L’aboiteau de Saint-André-de-Kamouraska vue de la digue menant au phare. Les habitations sont placées derrière l’ouvrage. Source : Florian Drouaud
L’aboiteau de Saint-André-de-Kamouraska vue de la digue menant au phare. Les habitations sont placées derrière l’ouvrage. Source : Florian Drouaud
L’aboiteau de Saint-André-de-Kamouraska submergé lors des grandes marées de décembre 2010. Source : Municipalité de Saint-André-de-Kamouraska dans Laroche et Plante (2021).
L’aboiteau de Saint-André-de-Kamouraska submergé lors des grandes marées de décembre 2010. Source : Municipalité de Saint-André-de-Kamouraska dans Laroche et Plante (2021).

Penser l’estuaire de demain : une recomposition permanente

L’organisation des grands estuaires est toujours en constante évolution. À travers les enjeux actuels, ce sont de nouvelles stratégies et donc une autre utilisation de l’espace qui se manifeste (Lecoquierre, 1998). Du fonctionnement des estuaires par le fond à leur développement à l’embouchure sous influence du commerce maritime, de leur phase d’industrialisation massive à la montée des préoccupations environnementales, de la séparation de la ville, du port et de l’estuaire à leurs retrouvailles mutuelles, les estuaires prennent maintenant la trajectoire de la prise en compte de leur adaptation face aux changements climatiques et notamment face à l’élévation du niveau marin. Qu’elles soient impulsées par injonction ou par initiative, les quelques démarches abordées précédemment interrogent la flexibilité de l’aménagement au regard des incertitudes qui caractérisent l’interface estuarienne, maintenant et dans le futur. Qu’il y ait véritablement une recomposition spatiale ou non, ces réflexions peuvent être l’occasion de repenser la manière dont on pratique et fabrique le territoire afin qu’il n’y ait pas de « […] territoires gagnants et perdants » (Touili et al., 2017) dans ces processus d’adaptation. Pour gagner en flexibilité, le territoire estuarien doit être considéré en recomposition permanente. Un processus réflexif qui interroge l’agilité du droit français et la gouvernance locale et supra territoriale pour anticiper des aménagements (voire des déménagements) qui s’imposeront à la répartition des usages sur les rives de l’estuaire de la Loire.  

 

Références

Bonnet, F., Morel, J.-F., & Reuillard, J. (2016). Atout risques : Des territoires exposés se réinventent. Éditions Parenthèses.

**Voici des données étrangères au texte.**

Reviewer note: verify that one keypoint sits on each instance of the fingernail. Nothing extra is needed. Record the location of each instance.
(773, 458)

Creach, A. (2021). Des littoraux à la vulnérabilité accrue face à l’élévation du niveau de la mer. In D. Mercier, Les impacts spatiaux du changement climatique. ISTE éditions.

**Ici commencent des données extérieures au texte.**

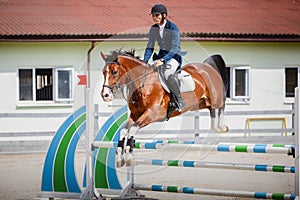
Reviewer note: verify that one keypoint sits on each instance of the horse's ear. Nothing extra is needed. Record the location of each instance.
(103, 56)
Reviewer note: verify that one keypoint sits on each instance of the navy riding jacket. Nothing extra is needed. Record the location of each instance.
(169, 44)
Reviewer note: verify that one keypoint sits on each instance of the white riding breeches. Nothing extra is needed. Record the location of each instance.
(170, 68)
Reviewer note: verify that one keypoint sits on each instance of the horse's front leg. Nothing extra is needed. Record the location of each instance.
(221, 126)
(123, 143)
(213, 120)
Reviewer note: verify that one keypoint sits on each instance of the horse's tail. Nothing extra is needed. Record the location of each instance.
(217, 62)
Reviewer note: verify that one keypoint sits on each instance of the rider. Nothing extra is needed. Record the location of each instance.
(169, 57)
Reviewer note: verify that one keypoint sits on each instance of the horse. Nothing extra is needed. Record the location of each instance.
(149, 102)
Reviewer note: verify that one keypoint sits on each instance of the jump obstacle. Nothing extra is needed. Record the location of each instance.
(59, 179)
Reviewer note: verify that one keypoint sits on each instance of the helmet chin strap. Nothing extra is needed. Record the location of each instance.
(163, 17)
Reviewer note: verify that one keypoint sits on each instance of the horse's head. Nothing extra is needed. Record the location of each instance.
(113, 74)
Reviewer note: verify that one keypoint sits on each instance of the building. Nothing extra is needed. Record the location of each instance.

Hatvany, M.G. (2002). The Origins of the Acadian Aboiteau: An Environmental Historical Geography. Historical Geography, 30 (2002): 121-137

Hatvany, M.G. (2009). Paysages de marais : Quatre siècles de relations entre l’humain et les marais du Kamouraska. La Pocatière, Québec : Société historique de la Côte-du-Sud et Ruralys

Lecoquierre, B. (1998). L’estuaire de la Seine : Espace et territoire. Publications des Universités de Rouen et du Havre

Touili, N. & Vanderlinden, J.-P. (2017). Flexibilité adaptative et gestion du risque : étude de cas des inondations dans l’estuaire de la Gironde (France). VertigO, 17(2).